Washington and Lee's new 3L year

By Jason Wojciechowski on March 13, 2008 at 5:36 PM

The hot news in the legal blogosphere is that Washington and Lee is overhauling its third year: instead of academic courses, the entire thing will be experiential learning. This will, according to the WSJ Law Blog, include practicing keeping track of billing hours.

Let me first say congratulations to W&L; for taking a big experimental step with their educational program -- it takes guts to implement something like this, and hopefully they display the same guts over the years to keep with it and really try to make it work.

That said, while the heart is in the right place on this, I'm not sure that it is going to work out for them. It strikes me that experiential learning should be incorporate all the way through. Two years of classroom instruction and then a year of, what, basically apprenticeship? All this really does is push what used to be the first year in private practice back into the law schools. That's fine, I guess, if you're trying to make the law firms happy, but in the end, you're still just throwing the students into the "actual practice" portion of things with no real preparation beforehand.

The approach I'd want to take would be more integrated. In the first year, you take Legal Research and Writing, where you're really learning the nuts and bolts of, well, legal research and writing. But that first year is also filled with the usual doctrinal classes, partially to learn doctrine, but more importantly, to learn the way lawyers talk and think about things, so that you can actually fill those lovely briefs you're learning about in LR&W; with substantive, correct-sounding material. None of this is radical. In fact, none of this is a change at all from what's already done.

The key, I think, is in the later years, when there ought to be requirements that some not insubstantial portion of your credits should be of the clinical/internship/externship/etc., i.e. experiential, variety. Furthermore, upper-level classes should include semi-experiential components. That is, don't just teach for 40 hours and then make the students write an exam; instead have them file short memos on various topics throughout the semester. Don't just do your silly, unexamined version of Socratic teaching. Set up sessions where students make meaningful contributions, like through oral arguments or perhaps presentations of material.
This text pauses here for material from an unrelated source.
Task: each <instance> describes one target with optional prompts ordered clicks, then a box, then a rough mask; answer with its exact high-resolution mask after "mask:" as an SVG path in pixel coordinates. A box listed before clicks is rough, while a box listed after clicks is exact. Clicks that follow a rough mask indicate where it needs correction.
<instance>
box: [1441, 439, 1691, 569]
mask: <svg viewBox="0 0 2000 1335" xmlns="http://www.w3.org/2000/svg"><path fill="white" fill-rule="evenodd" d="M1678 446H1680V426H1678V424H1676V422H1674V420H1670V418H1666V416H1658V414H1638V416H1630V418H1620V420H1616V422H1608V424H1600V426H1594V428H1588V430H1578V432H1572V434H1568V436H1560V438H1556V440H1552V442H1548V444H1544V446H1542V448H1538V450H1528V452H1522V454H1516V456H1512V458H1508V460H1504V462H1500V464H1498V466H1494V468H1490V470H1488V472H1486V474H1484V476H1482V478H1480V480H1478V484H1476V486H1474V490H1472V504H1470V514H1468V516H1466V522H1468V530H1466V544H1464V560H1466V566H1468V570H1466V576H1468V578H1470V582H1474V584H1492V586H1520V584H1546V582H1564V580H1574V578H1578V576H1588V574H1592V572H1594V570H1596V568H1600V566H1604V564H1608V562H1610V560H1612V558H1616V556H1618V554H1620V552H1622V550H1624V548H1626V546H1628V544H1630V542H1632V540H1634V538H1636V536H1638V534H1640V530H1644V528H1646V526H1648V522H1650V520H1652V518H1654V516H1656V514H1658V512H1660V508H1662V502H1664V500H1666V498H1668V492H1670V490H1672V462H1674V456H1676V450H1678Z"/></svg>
This kind of system requires a couple of things: a willingness on the part of the professor to really engage in teaching (but see Jeff Harrison's blog on the unlikeliness that this will happen); and small classes. There were 121 people in my Evidence class. That doesn't excuse the multiple-choice exam at the end of the semester, but it does excuse not having 3-5 writing assignments throughout the semester. Regardless of your dedication to teaching, grading 600 assignments, even if you limit those to one page apiece, is a ton of work.
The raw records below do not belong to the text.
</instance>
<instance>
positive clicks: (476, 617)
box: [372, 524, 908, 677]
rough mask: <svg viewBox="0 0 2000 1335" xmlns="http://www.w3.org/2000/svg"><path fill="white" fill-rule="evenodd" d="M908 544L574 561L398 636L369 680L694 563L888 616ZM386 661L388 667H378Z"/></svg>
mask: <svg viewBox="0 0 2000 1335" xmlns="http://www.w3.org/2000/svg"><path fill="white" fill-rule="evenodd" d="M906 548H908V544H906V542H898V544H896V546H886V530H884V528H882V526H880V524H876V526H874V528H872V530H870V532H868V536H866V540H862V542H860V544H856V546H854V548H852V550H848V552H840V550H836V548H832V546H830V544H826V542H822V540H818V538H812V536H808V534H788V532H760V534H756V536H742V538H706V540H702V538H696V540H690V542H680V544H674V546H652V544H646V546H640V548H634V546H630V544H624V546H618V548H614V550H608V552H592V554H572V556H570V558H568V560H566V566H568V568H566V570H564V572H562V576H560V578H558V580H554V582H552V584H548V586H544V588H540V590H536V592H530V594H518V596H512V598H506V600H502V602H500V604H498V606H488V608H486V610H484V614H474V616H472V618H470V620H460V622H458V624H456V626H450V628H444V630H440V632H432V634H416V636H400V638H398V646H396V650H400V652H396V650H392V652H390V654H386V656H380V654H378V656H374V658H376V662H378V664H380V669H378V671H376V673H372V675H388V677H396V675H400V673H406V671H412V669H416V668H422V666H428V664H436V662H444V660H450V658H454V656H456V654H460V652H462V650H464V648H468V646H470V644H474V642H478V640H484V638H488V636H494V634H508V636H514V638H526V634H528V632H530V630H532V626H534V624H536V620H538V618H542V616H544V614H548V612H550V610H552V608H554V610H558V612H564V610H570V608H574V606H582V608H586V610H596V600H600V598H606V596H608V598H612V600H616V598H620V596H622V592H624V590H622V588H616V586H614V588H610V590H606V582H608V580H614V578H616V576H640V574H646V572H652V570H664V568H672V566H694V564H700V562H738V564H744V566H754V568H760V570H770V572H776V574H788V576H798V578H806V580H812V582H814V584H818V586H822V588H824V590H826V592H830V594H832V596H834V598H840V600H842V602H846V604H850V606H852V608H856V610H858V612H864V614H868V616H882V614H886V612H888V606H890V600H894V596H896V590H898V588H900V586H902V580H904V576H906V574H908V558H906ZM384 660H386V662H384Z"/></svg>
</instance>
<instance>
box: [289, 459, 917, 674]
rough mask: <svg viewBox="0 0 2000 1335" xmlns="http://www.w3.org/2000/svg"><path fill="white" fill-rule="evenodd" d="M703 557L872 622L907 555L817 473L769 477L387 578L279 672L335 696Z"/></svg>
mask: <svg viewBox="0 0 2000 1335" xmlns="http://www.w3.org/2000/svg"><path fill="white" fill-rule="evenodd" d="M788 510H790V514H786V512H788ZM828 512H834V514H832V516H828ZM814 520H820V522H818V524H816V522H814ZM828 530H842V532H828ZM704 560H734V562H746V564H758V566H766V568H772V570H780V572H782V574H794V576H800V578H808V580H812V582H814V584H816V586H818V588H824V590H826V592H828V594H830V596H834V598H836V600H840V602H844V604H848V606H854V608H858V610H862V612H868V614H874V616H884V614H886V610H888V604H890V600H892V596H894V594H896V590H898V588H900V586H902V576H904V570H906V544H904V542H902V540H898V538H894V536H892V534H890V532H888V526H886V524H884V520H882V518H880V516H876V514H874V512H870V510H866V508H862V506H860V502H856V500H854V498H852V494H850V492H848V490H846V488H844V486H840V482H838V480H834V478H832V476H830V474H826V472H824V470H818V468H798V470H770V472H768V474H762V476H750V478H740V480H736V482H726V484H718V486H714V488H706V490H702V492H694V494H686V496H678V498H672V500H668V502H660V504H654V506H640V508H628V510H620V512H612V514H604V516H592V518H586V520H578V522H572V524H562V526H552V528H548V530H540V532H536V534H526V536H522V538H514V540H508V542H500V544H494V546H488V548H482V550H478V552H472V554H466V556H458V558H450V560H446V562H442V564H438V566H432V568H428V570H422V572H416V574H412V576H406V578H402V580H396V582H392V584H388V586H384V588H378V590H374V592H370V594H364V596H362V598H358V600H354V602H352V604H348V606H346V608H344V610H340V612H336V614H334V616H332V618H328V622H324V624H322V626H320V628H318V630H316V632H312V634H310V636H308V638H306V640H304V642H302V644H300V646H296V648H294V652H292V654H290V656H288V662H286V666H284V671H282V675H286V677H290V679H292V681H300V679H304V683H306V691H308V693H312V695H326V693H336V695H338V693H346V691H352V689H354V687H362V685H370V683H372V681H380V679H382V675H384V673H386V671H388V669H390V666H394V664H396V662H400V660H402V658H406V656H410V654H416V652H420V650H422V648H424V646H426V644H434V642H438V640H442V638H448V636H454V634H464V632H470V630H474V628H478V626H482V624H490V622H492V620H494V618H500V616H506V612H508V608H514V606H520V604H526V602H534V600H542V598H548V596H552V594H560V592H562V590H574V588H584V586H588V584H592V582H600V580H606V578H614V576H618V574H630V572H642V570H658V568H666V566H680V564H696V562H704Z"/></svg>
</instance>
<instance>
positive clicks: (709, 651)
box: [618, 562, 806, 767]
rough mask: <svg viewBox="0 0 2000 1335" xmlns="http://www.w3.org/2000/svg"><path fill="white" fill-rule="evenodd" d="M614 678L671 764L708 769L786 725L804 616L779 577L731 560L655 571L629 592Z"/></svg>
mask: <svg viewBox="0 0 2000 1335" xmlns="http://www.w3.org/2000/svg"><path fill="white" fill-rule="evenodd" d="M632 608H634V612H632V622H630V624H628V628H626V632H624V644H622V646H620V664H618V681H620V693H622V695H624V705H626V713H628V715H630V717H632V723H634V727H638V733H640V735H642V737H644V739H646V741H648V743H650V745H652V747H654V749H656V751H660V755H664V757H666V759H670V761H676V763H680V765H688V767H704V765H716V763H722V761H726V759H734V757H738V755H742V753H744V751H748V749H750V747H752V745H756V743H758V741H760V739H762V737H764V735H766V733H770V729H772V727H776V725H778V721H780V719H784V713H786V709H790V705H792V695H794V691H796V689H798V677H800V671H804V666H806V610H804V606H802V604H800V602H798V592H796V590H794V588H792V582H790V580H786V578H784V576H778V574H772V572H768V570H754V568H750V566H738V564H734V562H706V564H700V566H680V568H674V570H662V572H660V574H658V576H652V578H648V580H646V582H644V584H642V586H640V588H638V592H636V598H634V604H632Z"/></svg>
The fact that this model law school will require smaller classes will balance, from the law teacher's perspective, the fact that fewer doctrinal classes will be taught (because of the clinics/internships requirement). Thus the faculty size will likely need to remain about the same. What will not remain the same, however, is cost. Building clinical programs, i.e. offering free legal services, isn't cheap. It's a lot cheaper to lecture 120 students about Evidence than it is to pay court costs and things like that for indigent clients in all these new clinics that will be starting. Another issue is the big gap between (relatively) rural and urban law schools. Carbondale just doesn't have the number of people who need legal service as New York City. Of course, given the number of schools in New York, that doesn't address the right question -- the question is whether there are enough people in Carbondale who need Southern Illinois' legal services to justify opening three or four new clinics and expanding the already existing ones to accommodate the fact that now, every student will have to do n credits of that kind of work.

To reiterate, however: all of these difficulties will always exist for any law school that wants to update its curriculum to be more useful, to give students the kind of experiential learning opportunities that forward-thinking educators realize are necessary. Thus it is a real credit to W&L;'s faculty and administration that they are willing to step up and try to make something new work.